In recent posts, we have introduced a data acquisition workflow during which data from multiple sources are collected and used to uniquely identify resources of interest and fragment their descriptions into normalized action-fact data fragments. Once this is done, data integration and curation can begin.
In our approach, both activities (i.e., data integration and data curation) consist of data acquisition actions. Actually, data acquisitions (i.e., the creation of data via the addition of new action-fact fragments) are the only actions allowed. Existing data fragments are never updated or even deleted. Unless there is a legal obligation to delete information like, for example, in the framework of data privacy laws.

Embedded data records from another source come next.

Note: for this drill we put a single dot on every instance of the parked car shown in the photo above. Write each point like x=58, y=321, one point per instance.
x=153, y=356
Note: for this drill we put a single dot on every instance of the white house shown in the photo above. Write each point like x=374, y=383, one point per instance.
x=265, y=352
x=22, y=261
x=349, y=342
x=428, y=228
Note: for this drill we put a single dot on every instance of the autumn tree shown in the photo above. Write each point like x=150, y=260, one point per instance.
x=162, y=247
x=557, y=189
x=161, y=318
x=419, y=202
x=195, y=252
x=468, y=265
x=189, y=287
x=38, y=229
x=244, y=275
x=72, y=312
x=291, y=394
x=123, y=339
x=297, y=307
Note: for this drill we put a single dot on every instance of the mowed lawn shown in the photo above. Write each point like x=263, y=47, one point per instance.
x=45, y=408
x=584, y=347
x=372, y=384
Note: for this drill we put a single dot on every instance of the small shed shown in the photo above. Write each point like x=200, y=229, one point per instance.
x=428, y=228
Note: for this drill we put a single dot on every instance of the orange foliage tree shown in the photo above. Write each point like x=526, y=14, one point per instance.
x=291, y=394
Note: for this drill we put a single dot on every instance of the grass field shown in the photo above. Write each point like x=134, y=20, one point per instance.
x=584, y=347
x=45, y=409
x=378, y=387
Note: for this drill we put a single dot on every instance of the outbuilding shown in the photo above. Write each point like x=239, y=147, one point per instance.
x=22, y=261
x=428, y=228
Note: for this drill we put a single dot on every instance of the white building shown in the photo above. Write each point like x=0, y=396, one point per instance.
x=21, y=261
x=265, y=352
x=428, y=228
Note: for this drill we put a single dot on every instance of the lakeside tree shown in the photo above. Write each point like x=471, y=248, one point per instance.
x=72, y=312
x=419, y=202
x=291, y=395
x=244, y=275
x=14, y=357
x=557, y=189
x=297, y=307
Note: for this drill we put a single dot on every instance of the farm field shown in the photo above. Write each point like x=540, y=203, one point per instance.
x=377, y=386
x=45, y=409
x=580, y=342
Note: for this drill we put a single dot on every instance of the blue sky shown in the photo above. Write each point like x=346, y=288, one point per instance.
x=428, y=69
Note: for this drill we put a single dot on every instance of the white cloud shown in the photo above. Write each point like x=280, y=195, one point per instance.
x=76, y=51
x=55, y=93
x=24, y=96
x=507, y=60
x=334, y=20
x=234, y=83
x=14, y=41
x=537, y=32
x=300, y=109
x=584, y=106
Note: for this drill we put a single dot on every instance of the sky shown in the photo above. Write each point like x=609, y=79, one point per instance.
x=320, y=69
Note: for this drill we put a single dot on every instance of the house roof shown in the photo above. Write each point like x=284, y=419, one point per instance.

Data integration occurs at the action-fact fragment level. It is required when two or more fragments are inconsistent. The table below shows an example of such inconsistencies. In this example, two different actions (action #1 and #2) have lead to the acquisition from two different sources (source #13 and #6) with two incompatible values (32100 and 30100) for the population of area 94114 on July 1, 2012.
Once such an inconsistency is detected, there are several ways to resolve it:
- Do nothing (and let each application handle the inconsistency);
- Select one of the possible values, for example by deciding that data source #13 is more reliable than data source #6 or that the data acquired most recently is more likely to be correct;
- Derive a new values from existing values, for example by deciding that the real value of the population is the average of the values provided by source #13 and #6;
- Acquire the correct value from a third source.
Unless one decides to do nothing, the data integration results in a new acquisition action.
Like data integration, data curation occurs at the action-fact fragment level and consists of creating, removing, or updating facts about resources by adding new fragments.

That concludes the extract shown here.